Units fall back 2d6". Bikes, jump packs, beasts and cavalry fall back 3d6".

Thursday, July 17, 2014

Da Blitzdreg Boyz - My First Painted Army

Warboss Filgakk Skullsplitta' - choppa, slugga, power klaw, 'eavy armor, boss pole: 94 pts
Kreepin' Deff - 10 kommandos - 1 nob w/klaw, 1 burna: 150 pts
Da Krunkerz - 20 boyz w/ sluggas and choppas, 1 nob w/ klaw and boss pole; 2 rokkits: 170 pts
Dakka Boyz - 14 boyz w/ shootas, 1 nob, 1 big shoota: 113 pts
Nadgreb's Runtz - 15 grotz, runtherd w/ squighound: 55 pts
Bad Ork Bike Boyz - 4 bikes: 72 pts
Da Rokkit Ride - warbuggy w/ twin-linked rokkit launchas, grot riggers: 35 pts
Krip da Kan - killa kan w/ rokkit and power klaw: 50 pts

Total: 739 pts

Here it is, the first army I can field with models 100% painted by me. I'm looking forward to getting these bad boyz on the gaming table for a little action. I can't wait to paint up another 260 pts to get my force big enough for respectable games! I have 'ard boyz I converted years ago and am just waiting to paint. And I have a converted skorcha, which would be fun. After that, I'll have just about all of my existing models painted other than a few more boyz so I could actually justify buying something new. This army has plenty of Troops and Fast Attack units already so maybe some more Heavy Support would help by returning some fire at my enemies.

Tuesday, July 15, 2014

Da Big Boss

I finally have a general for my army. I converted him back in Houston using some Warhammer Fantasy bits from an Orc boss and an ogre. I was going for a pit fighter look. My intention is for the big left hand with the gauntlet/chainsaw to count as a power fist/power klaw. I know it doesn't look as killy as a power klaw, but I figure it looks a lot bigger and stronger than a chain fist on a terminator! Looking back, I wonder if I should have made the huge chain sword stick out the end of his fist in order to look more like a chain fist and less like a chain sword. But being an Evil Sunz boss, I wanted him to look brutal, but also quick and kunnin' in combat.

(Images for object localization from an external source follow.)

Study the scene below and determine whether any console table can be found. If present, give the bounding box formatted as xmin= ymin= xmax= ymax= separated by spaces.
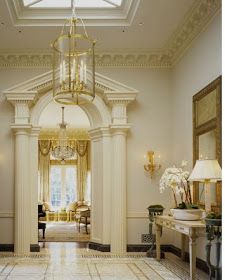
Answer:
xmin=155 ymin=215 xmax=205 ymax=280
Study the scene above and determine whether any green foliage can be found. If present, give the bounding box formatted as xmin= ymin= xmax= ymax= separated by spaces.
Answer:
xmin=187 ymin=204 xmax=199 ymax=209
xmin=206 ymin=212 xmax=222 ymax=219
xmin=177 ymin=202 xmax=187 ymax=209
xmin=176 ymin=202 xmax=199 ymax=209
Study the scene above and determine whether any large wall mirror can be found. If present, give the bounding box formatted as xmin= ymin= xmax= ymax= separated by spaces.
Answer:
xmin=193 ymin=76 xmax=222 ymax=212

His skin is a much browner/mossier green and his teeth are browner to represent him being older and tougher than the boyz. Perhaps later I might add a blood splatter on his chain blade and the severed Hydra Legion head. Citadel has a new paint called Blood for the Blood God that is supposed to look like wet gore.

I am ecstatic to finally have an HQ to lead my army. For the first time ever, I can play a legal game of 40k using only models that I painted myself!

Saturday, July 12, 2014

Shoota Boyz

With the addition of the three new ones (now based), the shoota boyz are finally starting to resemble a proppa mob. But in order to include both of the big shootas, I will need to add five more boyz to get them up to 20.

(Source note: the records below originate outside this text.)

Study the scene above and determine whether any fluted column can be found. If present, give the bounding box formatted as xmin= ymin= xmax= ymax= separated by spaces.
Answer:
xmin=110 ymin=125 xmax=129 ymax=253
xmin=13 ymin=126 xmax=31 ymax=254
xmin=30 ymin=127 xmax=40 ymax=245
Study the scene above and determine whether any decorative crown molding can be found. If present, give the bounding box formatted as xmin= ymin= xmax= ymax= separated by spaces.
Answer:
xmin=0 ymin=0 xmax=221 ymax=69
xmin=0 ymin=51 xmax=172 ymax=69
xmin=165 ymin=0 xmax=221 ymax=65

With all this dakka, a few shots are bound to hit their targets!

The only problem is that I modeled the nob a long time ago to make him look cool with a big gun, but in game terms, I don't know what I can have that gun represent besides a plain shoota. Maybe I should try to modify the model to make a kombi-skorcha or something. And there is no longer an iron gob wargear item; the boss pole is the item that helps improve morale results now. So he's not really set up to be effective in the game.

Wednesday, July 9, 2014

First models after a long break

First new Orks painted in many years! Three shoota boyz to bring that mob up to 15. They still need a few detail touch ups and their bases done, but I wanted to post some progress pictures to inspire myself and maybe get my brothers painting again, too. I'll work on how to post better pictures, but I'm happy with this start.

These guys ended up with a lot of red highlights between the face paint and hair. I like the one who is stabbing with his knife. Just because they have shootas doesn't mean this mob doesn't want to get stuck in! It is hard to tell from the photos, but the ork in the center has a chain strap on his shoota to add a little something unique.

Next up, I really need a Warboss. I've been putting it off, but if I am going to play, I need to finally paint one!